Come avrete certamente già indovinato, stiamo parlando dell'arrivo in terra straniera del dott. Carlo Luporini, di quell'uomo che non scrisse mai una lettera a sua madre ed in fondo fece bene aiutandola così a dimenticarlo più in fretta.

 Il bar era quasi deserto. I sigari meravigliosi.

Carlo fece subito amicizia col barista che gli indicò una pensione interessante, naturalmente da Anita.

  Fuori c'erano dei bambini che giocavano e la pensionante era davanti all'uscio insieme a loro. Grembiule a fiori, fianchi ben evidenti, Carlo non ebbe difficoltà ad individuarla. Sì, c'erano delle camere libere.

  Ancora non se ne era reso conto bene ma fin dal momento in cui salì quelle scale, forse un po' polverose e con gli scalini di mattoni, si accorse di essere finalmente arrivato: quello era ciò che cercava, l'aria che dava l'oblio, l'atmosfera leggermente perduta dentro alla quale sola sarebbe stato possibile dimenticare una vita precedente troppo difficile da sopportare. 

   Non che Carlo volesse davvero dimenticare ciò che era stato, ma certamente desiderava che il passato sfumasse come le sigarette dei quattordici anni lasciando il posto soltanto a dei frammenti incolore che non avessero mai l'acre sapore della nostalgia. Nostalgia. E di cosa poi? 

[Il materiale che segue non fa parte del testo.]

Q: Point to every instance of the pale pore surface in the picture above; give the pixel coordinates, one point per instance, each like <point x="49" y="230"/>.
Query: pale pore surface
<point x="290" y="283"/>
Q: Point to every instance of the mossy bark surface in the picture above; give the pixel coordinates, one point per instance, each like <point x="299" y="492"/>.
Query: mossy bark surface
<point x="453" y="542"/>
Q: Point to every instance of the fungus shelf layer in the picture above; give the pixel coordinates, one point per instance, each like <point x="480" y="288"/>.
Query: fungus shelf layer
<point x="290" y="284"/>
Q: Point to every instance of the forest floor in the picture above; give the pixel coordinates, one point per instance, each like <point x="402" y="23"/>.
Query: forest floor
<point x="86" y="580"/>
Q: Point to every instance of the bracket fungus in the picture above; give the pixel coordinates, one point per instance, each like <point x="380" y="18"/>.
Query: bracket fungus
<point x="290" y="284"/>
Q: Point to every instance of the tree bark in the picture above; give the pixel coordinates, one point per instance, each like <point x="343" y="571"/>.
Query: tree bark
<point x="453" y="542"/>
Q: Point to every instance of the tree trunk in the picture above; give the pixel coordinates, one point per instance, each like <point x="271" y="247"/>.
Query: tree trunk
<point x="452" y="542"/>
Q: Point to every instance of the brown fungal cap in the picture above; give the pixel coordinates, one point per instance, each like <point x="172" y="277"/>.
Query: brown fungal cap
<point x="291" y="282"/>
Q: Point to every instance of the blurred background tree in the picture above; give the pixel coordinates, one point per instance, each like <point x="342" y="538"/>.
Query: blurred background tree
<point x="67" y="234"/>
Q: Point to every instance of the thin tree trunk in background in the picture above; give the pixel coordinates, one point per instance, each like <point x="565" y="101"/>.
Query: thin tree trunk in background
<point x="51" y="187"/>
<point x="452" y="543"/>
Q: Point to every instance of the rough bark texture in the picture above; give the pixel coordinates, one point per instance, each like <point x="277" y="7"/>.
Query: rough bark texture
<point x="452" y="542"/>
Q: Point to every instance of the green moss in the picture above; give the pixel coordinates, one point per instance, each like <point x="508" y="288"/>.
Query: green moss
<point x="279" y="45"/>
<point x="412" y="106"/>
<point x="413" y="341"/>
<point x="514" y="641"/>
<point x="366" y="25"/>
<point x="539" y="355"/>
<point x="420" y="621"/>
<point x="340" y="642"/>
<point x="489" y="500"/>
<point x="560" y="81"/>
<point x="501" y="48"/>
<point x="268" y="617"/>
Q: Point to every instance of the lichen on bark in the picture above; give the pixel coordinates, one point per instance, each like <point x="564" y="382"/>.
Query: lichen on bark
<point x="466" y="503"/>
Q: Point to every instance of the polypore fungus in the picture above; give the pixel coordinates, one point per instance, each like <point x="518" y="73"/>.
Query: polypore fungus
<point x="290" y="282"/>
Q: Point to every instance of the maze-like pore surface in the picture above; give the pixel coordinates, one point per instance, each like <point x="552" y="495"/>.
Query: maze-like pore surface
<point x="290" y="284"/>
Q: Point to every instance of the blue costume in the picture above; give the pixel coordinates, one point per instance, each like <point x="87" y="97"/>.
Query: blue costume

 Fin da quando entrò nella camera con le tapparelle abbassate per fare finta che il caldo non entrasse si accorse con sollievo che ce l'avrebbe fatta, che il Mediterraneo e le feste di ferragosto in barca con le fiaccole sarebbero stati dimenticati. Il tavolo davanti alla finestra non avrebbe mai ospitato fogli con sopra scritti ricordi, brutti o belli. Non sarebbero mai state scritte lì lettere d'amore che non sortivano altro risultato delle risposte distratte fornite da donne che nella realtà non avrebbe poi davvero amato. Era certo di tutto questo il dott. Carlo Luporini, giovane laureato in medicina dai troppi amori che poi in fondo restavano soltanto le foto di lei da attaccare al pannello sul muro costruito appositamente per riflettere quegli sguardi che inesorabilmente divenivano lontani e non lasciavano proprio niente. Era sicuro che ce l'avrebbe davvero fatta, stavolta sì, e si sdraiò vestito sul letto senza paura di sgualcire il completo di panama bianco. Si addormentò quasi subito e altrettanto presto si mise a sognare, ma niente paura, sognava della ragazza cosce lunghe fianchi stretti che aveva visto soltanto di spalle sul pianerottolo della camera pochi minuti prima. Si chiamava Sandra, ma questa è un'altra storia. 

  

      

  Dopo pochi giorni che era arrivato Carlo rivide Sandra e stavolta non sul pianerottolo. Erano seduti entrambi al tavolo di cucina della signora Anita, certo anche lei presente che stava preparando ad entrambi un caffè. Ora approssimativa le dieci e trenta della mattina. Gli stacanovisti diranno che entrambi avevano ben poco da fare. Era senz'altro vero. 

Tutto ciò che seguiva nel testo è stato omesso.